Keempat, semakin luasnya jaringan pelayaran ke wilayah timur Indonesia mempermudah gerak orang Buton untuk berpeluang memperbaiki nasib di daerah-daerah baru. Singkat kata, kuatnya dorongan orang Buton untuk keluar dari daerahnya tak lain karena keinginan untuk memperbaiki kesejahteraan hidup.
Memegang tradisi
Temuan menarik lain dalam penelitian tim UI adalah, ketika berada di daerah perantauan, rupanya orang-orang Buton tetap memegang teguh nilai-nilai tradisi warisan leluhur mereka. Beberapa kearifan leluhur yang masih mereka pegang, antara lain motto pabinci-binci kuli yang arti harafiahnya saling mencubit. Istilah ini dipahami demikian: “Jangan menyakiti orang lain apabila tidak mau disakiti”.
Selain itu, mereka juga memiliki simbol unik, yaitu Pohon Nanas yang dapat ditanam di tempat tandus. Simbol ini menggambarkan sikap adaptif orang Buton yang dapat hidup dan bertahan di daerah mana pun.
Leluhur orang Buton juga mengajarkan mereka untuk selalu rendah hati. Karena itulah mereka mudah beradaptasi dan kemudian diterima oleh masyarakat tempat mereka merantau.
“Mereka memiliki landasan filosofis hubungan dengan manusia, Tuhan, dan alam. Ketika berada di luar daerah, prinsip-prinsip saling menyayangi tertancap di hati mereka, di mana pun mereka diterima,” kata Walikota Baubau AS Tamrin, Kamis (12/12/2010) dalam peluncuran buku Orang Buton Dalam Diaspora Nusantara dan Integrasi Bangsa karya Prof Susanto Zuhdi dkk di UI, Depok. Hadir sebagai pembicara lainnnya, dosen Antropologi FISIP UI, Tony Rudyansjah dan dosen Sastra FIB UI Tommy Christomy, serta dosen Sejarah FIU UI Kasijanto selaku moderator.
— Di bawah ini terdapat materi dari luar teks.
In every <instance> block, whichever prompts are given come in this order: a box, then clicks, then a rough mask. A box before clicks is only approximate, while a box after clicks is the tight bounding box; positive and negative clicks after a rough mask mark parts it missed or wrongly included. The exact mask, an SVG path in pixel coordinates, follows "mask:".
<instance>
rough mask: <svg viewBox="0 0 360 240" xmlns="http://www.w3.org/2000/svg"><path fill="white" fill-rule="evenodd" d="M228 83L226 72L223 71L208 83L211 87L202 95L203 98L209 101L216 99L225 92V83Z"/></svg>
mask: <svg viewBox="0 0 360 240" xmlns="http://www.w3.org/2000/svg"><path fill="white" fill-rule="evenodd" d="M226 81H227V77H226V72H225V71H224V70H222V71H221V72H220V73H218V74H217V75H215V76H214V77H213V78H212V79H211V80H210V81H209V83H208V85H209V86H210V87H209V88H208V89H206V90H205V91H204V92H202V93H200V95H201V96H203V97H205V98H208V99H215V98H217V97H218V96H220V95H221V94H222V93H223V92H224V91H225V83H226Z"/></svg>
Sebagian besar orang Buton di perantauan berhasil secara ekonomi dan sebagian lagi mampu memanfaatkan kondisi setempat sehingga bisa menempati lapisan menengah dan atas masyarakat. Sejumlah kisah sukses perantauan Buton menjadi bukti bagaimana orang Buton merupakan pekerja keras dan muda beradaptasi. Pencapaian prestasi orang Buton di daerah-daerah secara karir bermunculan. Ada yang berhasil menjadi wakil bupati di Seram Barat, ada yang menjadi anggota DPRD Kota Ternate, dan sebagainya.
Sejumlah kisah sukses perantauan Buton menjadi bukti bagaimana orang Buton merupakan pekerja keras dan muda beradaptasi.
Menurut Susanto, dapat dikatakan bahwa diaspora orang Buton bukan hanya berhasil menghubungkan pulau-pulau di kawasan timur Indonesia, tetapi juga berhasil merajut kelompok-kelompok masyarakat lokal menjadi komunitas-komunitas “bentukan baru” berwajah keindonesiaan. Dengan demikian, diaspora orang Buton pada akhirnya turut mengisi ruang sejarah Indonesia dalam proses panjang pembentukan bangsa.